All you should need is the kube-controller-manager user.

if you have pods that access the API (like the kube-dns pod does), you need to give some permissions (not cluster-admin, generally) to that pod's service account.

the role needed by kube-dns is at https://github.com/kubernetes/kubernetes/pull/38816/files#diff-0dd2098231b4213ca11a4c4734757936 (and is included by default in 1.6)

more detailed RBAC doc is in progress for 1.6 at https://github.com/kubernetes/kubernetes.github.io/pull/2618 (preview at https://deploy-preview-2618--kubernetes-io-master-staging.netlify.com/docs/admin/authorization/rbac/). The concepts all apply to 1.5, though the version (v1beta1), the command-line helpers, and many of the default roles are new in 1.6

thanks!

@liggitt Thanks a lot for the clarification.
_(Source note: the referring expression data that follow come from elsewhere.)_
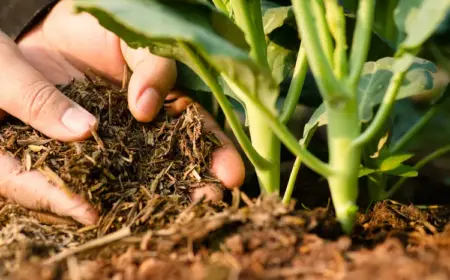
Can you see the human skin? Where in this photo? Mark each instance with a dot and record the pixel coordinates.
(61, 48)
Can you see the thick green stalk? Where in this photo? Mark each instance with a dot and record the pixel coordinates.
(343, 128)
(268, 146)
(294, 172)
(384, 110)
(248, 18)
(295, 88)
(330, 88)
(439, 152)
(336, 23)
(204, 73)
(361, 40)
(318, 10)
(281, 130)
(292, 179)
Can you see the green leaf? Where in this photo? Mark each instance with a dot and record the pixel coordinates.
(274, 18)
(365, 171)
(319, 118)
(419, 19)
(403, 171)
(393, 162)
(161, 26)
(422, 79)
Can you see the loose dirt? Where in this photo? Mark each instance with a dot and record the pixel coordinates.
(139, 177)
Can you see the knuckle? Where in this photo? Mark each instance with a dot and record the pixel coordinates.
(38, 96)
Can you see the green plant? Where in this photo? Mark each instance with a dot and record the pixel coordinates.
(239, 48)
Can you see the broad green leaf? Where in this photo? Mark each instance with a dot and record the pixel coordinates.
(161, 26)
(393, 162)
(419, 19)
(422, 79)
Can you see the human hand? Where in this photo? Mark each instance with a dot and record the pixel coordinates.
(59, 49)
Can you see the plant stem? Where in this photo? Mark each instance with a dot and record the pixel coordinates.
(386, 106)
(249, 19)
(295, 88)
(343, 128)
(323, 31)
(417, 166)
(330, 87)
(336, 23)
(220, 6)
(201, 70)
(402, 142)
(292, 178)
(281, 131)
(294, 173)
(361, 40)
(268, 146)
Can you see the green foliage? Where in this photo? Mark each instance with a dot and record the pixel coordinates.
(421, 79)
(418, 20)
(213, 36)
(248, 49)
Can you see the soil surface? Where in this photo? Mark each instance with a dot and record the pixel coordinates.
(139, 177)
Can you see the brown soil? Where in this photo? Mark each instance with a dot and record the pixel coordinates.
(139, 177)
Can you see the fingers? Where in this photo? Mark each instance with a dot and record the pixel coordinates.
(227, 164)
(152, 79)
(27, 95)
(32, 190)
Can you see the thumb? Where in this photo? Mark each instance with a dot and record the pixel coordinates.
(152, 79)
(27, 95)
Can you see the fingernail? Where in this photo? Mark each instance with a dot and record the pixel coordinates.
(78, 120)
(147, 100)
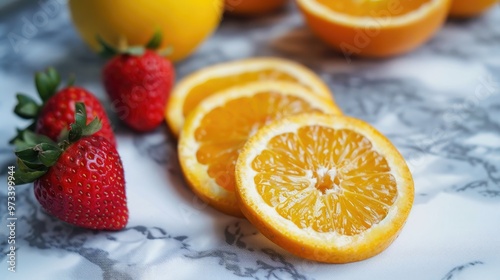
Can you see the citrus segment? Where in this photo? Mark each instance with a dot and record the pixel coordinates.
(218, 128)
(467, 8)
(190, 91)
(327, 188)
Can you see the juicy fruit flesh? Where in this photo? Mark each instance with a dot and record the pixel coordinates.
(373, 8)
(326, 180)
(201, 91)
(223, 131)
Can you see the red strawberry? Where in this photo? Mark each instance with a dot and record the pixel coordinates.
(80, 180)
(139, 82)
(58, 109)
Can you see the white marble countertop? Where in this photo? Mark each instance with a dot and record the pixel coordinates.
(440, 105)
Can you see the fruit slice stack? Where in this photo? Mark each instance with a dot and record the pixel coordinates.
(264, 139)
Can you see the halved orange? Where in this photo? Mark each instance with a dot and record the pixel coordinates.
(219, 126)
(252, 7)
(326, 188)
(375, 28)
(191, 90)
(468, 8)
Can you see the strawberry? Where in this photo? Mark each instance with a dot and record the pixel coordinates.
(80, 180)
(58, 109)
(139, 81)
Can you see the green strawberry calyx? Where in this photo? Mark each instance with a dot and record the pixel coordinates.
(37, 153)
(47, 83)
(107, 50)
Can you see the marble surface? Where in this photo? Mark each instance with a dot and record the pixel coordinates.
(440, 105)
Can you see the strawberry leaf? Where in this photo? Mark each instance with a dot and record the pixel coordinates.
(48, 153)
(75, 132)
(26, 107)
(47, 83)
(94, 126)
(136, 51)
(31, 138)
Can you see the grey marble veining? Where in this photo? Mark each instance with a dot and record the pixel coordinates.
(440, 105)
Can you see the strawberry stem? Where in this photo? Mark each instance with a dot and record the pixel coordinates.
(107, 50)
(37, 153)
(47, 83)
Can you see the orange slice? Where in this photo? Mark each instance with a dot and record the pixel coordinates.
(218, 128)
(376, 28)
(252, 7)
(326, 188)
(468, 8)
(190, 91)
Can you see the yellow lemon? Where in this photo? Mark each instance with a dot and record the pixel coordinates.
(184, 24)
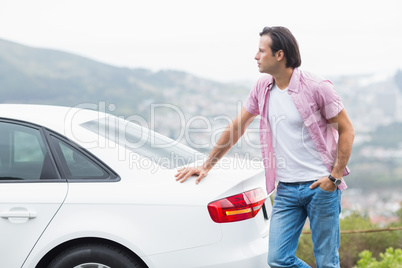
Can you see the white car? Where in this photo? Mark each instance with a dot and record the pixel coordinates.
(81, 188)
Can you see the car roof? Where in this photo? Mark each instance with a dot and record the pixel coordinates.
(49, 116)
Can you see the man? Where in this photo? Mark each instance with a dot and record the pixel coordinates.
(305, 126)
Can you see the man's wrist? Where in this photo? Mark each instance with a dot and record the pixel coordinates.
(335, 180)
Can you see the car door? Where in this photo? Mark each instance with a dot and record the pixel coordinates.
(31, 191)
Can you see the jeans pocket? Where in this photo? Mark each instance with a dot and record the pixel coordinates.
(327, 192)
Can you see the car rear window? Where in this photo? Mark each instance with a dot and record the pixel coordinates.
(144, 142)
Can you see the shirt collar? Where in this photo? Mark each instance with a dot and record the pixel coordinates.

But, the service account of kube-dns pods has already got cluster-admin role. Please check the cluster role binding applied before (Check the embedded code).

apiVersion: rbac.authorization.k8s.io/v1alpha1
metadata:
  name: na-ca-rolebinding
roleRef:
  apiGroup: rbac.authorization.k8s.io
  kind: ClusterRole
  name: cluster-admin
subjects:
- kind: ServiceAccount
  name: default
  namespace: kube-system

So, I don't think the issue is because of the permissions. Please let me know if you need any further details. Thanks.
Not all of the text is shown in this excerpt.